Originally, Neilson was drawn to the Chippendale district purely for its abundance of old warehouses and its closeness to Sydney’s city center. Since 2009, when the White Rabbit took over a former Rolls-Royce service depot, the area has transformed from a derelict neighborhood to a flourishing creative precinct that some have designated as Sydney’s response to New York’s Chelsea. However, while New York’s main arts district sets visitors on a purposeful, gridded path, gallery-going in Chippendale is more of a pleasant meander, winding along tree-lined laneways and past crumbling Victorian terraces.
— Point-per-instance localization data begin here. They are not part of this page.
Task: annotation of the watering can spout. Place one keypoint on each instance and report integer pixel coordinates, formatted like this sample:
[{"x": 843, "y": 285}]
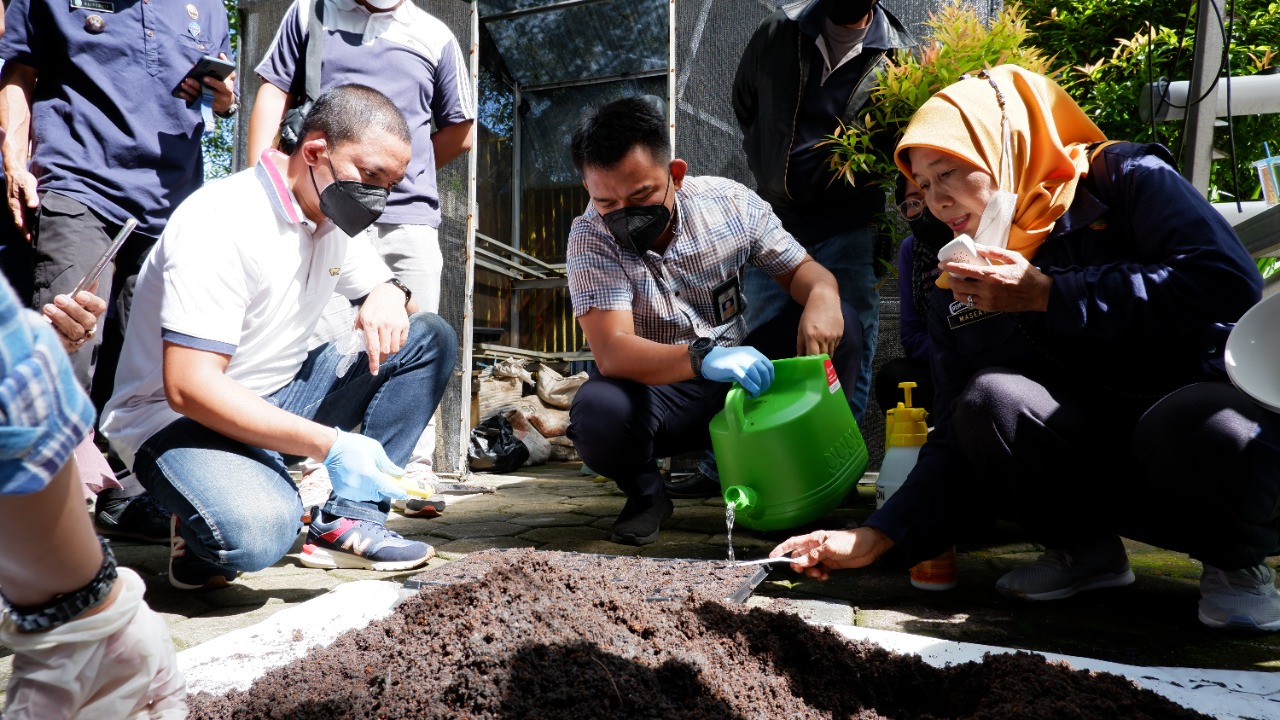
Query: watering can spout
[{"x": 743, "y": 500}]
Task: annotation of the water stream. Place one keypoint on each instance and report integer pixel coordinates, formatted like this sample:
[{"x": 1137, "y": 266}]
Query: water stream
[{"x": 728, "y": 523}]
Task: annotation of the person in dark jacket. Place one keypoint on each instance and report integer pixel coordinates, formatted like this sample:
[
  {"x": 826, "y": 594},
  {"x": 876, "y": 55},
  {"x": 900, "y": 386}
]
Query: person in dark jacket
[
  {"x": 1080, "y": 376},
  {"x": 810, "y": 68},
  {"x": 917, "y": 270}
]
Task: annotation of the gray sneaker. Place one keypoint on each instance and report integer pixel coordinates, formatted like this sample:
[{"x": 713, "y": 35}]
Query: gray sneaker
[
  {"x": 1061, "y": 573},
  {"x": 1239, "y": 598}
]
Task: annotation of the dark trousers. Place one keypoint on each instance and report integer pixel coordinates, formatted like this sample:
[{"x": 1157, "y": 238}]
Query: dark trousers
[
  {"x": 1196, "y": 472},
  {"x": 620, "y": 427},
  {"x": 68, "y": 237}
]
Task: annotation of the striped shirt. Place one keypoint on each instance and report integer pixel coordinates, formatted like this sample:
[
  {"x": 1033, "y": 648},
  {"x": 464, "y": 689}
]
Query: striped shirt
[
  {"x": 721, "y": 227},
  {"x": 44, "y": 413}
]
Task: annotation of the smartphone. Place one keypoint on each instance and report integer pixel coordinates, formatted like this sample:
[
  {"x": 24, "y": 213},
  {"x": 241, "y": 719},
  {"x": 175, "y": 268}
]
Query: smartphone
[
  {"x": 206, "y": 67},
  {"x": 961, "y": 250},
  {"x": 117, "y": 242}
]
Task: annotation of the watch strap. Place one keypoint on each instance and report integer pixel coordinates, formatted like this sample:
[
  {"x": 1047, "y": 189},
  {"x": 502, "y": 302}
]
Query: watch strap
[
  {"x": 698, "y": 350},
  {"x": 65, "y": 607},
  {"x": 402, "y": 287}
]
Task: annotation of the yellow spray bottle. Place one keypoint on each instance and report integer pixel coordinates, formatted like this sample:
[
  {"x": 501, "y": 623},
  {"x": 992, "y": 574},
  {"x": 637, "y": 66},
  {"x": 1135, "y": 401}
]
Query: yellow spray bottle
[{"x": 905, "y": 432}]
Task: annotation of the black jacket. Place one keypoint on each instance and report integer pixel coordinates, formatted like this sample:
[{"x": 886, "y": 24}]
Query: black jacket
[
  {"x": 767, "y": 91},
  {"x": 1148, "y": 281}
]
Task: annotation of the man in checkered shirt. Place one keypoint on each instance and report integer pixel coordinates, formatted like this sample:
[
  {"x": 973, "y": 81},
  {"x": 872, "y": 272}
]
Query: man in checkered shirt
[{"x": 654, "y": 274}]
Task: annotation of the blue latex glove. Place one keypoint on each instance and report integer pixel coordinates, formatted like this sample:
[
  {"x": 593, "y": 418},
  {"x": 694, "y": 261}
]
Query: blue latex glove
[
  {"x": 360, "y": 470},
  {"x": 745, "y": 364}
]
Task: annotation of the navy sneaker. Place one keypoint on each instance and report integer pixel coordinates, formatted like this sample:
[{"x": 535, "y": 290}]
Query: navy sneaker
[
  {"x": 135, "y": 518},
  {"x": 640, "y": 519},
  {"x": 344, "y": 542},
  {"x": 191, "y": 573}
]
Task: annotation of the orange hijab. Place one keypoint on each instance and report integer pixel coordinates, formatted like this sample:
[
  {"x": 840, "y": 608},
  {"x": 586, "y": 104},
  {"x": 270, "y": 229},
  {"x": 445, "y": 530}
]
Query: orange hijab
[{"x": 1048, "y": 140}]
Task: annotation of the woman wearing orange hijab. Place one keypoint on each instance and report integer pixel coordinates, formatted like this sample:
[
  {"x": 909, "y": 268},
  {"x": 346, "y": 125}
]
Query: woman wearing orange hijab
[{"x": 1078, "y": 376}]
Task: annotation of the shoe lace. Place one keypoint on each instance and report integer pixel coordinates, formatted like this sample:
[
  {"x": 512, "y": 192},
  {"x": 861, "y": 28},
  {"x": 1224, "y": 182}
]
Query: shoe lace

Gallery openings on Wednesday and Thursday nights are typical in Sydney, but, previously, visiting more than a couple in succession required a mood-killing drive across town. Chippendale now provides a welcome alternative. Particularly on weekends, with the White Rabbit serving as a hub, foot traffic spills out in all directions. There are now 20 galleries and artist-run initiatives in the area within walking distance, plus galleries and studio spaces at nearby universities that display student work. Offerings are diverse: the Japan Foundation showcases Asian artists, Goodspace and aMBUSH Gallery are strong supporters of the emerging art scene (the latter recently brought street artist Shepard Fairey to the country), and Wellington Street Projects and Galerie Pompom exhibit artists at the forefront of Australian contemporary art.
COURTESY CHIPPENDALE PRECINCT
Beyond the galleries, Jennifer Turpin’s public sculpture Halo, (2012), a sort of benevolent weather vane that turns and tilts in the wind, looms over a picnic-friendly patch of park called Chippendale Green. There are architectural attractions too. Frank Gehry’s first building in Australia, the crumpled buff-colored Dr. Chau Chak Wing Building at the University of Technology Sydney, is like nothing else in the city. Jean Nouvel’s One Central Park, glass apartment towers draped in 250 species of Australian flowers and plants, rises nearby. And Neilson’s own neighborhood residence, a monumental William Smart-designed building called Indigo Slam, takes inspiration from the work of Spanish sculptor Eduardo Chillida.
“It has grown exponentially,” Nicky Ginsberg, who opened NG Art Gallery in Chippendale in 2007, said of the area. Back then, hers was the only commercial gallery around—before years of growth changed that profoundly. “We witnessed a large increase in foot traffic over the coming years. Galleries benefit from being close to one another.”
Ginsberg founded the Chippendale Creative Precinct in 2010 to solidify connections between gallery owners in the area, leading to the colorful local Beams Arts Festival, the Chippendale New World Art Prize, and Chinese New Year celebrations, as well as walking tours of historic and gastronomic sites. Kensington Street, one of Chippendale’s former grimy back alleys, is now among Sydney’s newest foodie destinations, and the White Rabbit Gallery itself offers Chinese and Taiwanese tea, along with handmade dumplings and scones, in its street-level teahouse.
Ginsberg said the comparison to Chelsea is apt, but she maintains that Chippendale’s evolution has only just begun. “There’s a great creative buzz in the air,” she said. “And it’s actually a fun place to hang out.”